Attracting private investment to deprived areas
But the negative impact of national pay rates on public services are not the only important aspect of this debate — there is also their constriction of the capacity for deprived communities to attract private sector investment. Low-wage regions, such as Sheffield, should have one obvious competitive advantage over London: lower living costs, in particular housing, should make it easier to attract and retain skilled employees.
National pay rates in the public sector, though, skew the market, siphoning off the supply of qualified staff. Professor Wolf again:
Nationally set public sector salaries, just as much as the national (and also uniform) minimum wage, put a floor under the wages a private employer can offer – and correspondingly reduce the degree to which setting up business in a deprived area rather than a prosperous one is financially attractive. Of course this does not mean that there is no successful private enterprise in relatively less successful areas; there are still plenty of companies who can and do pay good wages to highly productive workers and turn a handsome profit. But at the margin, it makes it harder and less attractive to create new private sector businesses and jobs – and the margin is where the recently redundant, the long term unemployed, the less skilled, and the school leavers are to be found.
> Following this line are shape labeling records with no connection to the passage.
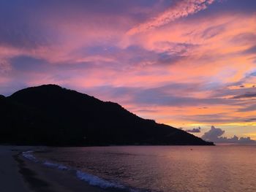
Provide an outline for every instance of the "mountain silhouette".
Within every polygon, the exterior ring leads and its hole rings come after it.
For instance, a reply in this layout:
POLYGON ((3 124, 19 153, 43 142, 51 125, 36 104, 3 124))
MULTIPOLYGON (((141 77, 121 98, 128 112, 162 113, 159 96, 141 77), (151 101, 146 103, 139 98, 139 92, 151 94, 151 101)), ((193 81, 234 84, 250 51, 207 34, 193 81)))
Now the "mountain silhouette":
POLYGON ((44 85, 0 96, 0 142, 16 145, 213 145, 182 130, 141 118, 121 105, 44 85))

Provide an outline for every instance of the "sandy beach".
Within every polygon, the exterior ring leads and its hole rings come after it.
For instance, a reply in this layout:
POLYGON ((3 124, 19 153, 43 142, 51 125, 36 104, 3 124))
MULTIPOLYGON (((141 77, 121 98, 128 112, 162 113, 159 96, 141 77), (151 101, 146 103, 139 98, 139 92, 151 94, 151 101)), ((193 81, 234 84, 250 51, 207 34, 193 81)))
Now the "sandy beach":
POLYGON ((89 185, 67 172, 46 167, 20 155, 36 147, 0 146, 1 192, 113 191, 89 185))

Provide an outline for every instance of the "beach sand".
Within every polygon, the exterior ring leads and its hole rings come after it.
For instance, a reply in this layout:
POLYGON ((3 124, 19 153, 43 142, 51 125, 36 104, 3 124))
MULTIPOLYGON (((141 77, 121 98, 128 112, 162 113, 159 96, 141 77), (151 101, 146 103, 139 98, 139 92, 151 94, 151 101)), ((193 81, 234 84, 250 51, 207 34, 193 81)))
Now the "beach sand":
POLYGON ((20 155, 37 147, 0 146, 1 192, 105 192, 68 172, 47 167, 20 155))

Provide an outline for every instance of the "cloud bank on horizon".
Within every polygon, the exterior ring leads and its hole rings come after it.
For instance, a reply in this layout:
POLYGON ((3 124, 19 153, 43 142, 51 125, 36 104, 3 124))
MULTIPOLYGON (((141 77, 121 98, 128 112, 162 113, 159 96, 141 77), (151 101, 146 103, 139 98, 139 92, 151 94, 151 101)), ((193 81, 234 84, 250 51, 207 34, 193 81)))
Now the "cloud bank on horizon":
POLYGON ((256 139, 256 1, 0 1, 0 94, 55 83, 256 139))
POLYGON ((202 139, 206 141, 211 141, 215 143, 234 143, 234 144, 249 144, 256 145, 256 141, 251 139, 249 137, 238 137, 234 135, 233 137, 227 138, 222 137, 225 131, 219 128, 215 128, 211 126, 211 129, 204 133, 202 136, 202 139))

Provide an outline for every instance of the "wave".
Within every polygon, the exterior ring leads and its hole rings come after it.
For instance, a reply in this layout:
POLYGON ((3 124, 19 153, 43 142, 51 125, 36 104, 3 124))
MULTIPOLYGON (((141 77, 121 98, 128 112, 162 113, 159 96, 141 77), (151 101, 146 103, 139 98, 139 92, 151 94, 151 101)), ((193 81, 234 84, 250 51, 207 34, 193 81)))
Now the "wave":
POLYGON ((22 155, 30 161, 39 163, 50 168, 58 169, 63 171, 75 171, 76 177, 79 180, 85 181, 91 185, 98 186, 102 188, 116 188, 119 189, 121 191, 139 192, 138 190, 127 188, 116 182, 108 181, 96 175, 77 170, 60 164, 53 163, 48 161, 39 161, 32 154, 34 152, 34 151, 33 150, 25 151, 22 153, 22 155))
It seems clear to me where we should be heading: for each individual employee to be able to negotiate their own individual contract, as they do for example in Sweden. In reality, many constraints and parameters will remain, not least the total budget available that can be afforded for public services. There will also, of course, continue to be a valuable role for trade unions in collective bargaining, but much more of it will happen at regional rather than national level.
Ending national pay rates is not a silver bullet. National and regional income inequalities are deeply ingrained, as are the vested interests of government and the unions in sorting out wage settlements with as little bother as possible, rather in the way C.19th conferences of Europe once re-drew the maps of countries. No single measure is going to put that to rights overnight. But it would, I believe, be a step in the right direction not only in improving individual employee rights, but also in helping the most deprived areas in our communities to start to compete with their better-off neighbours.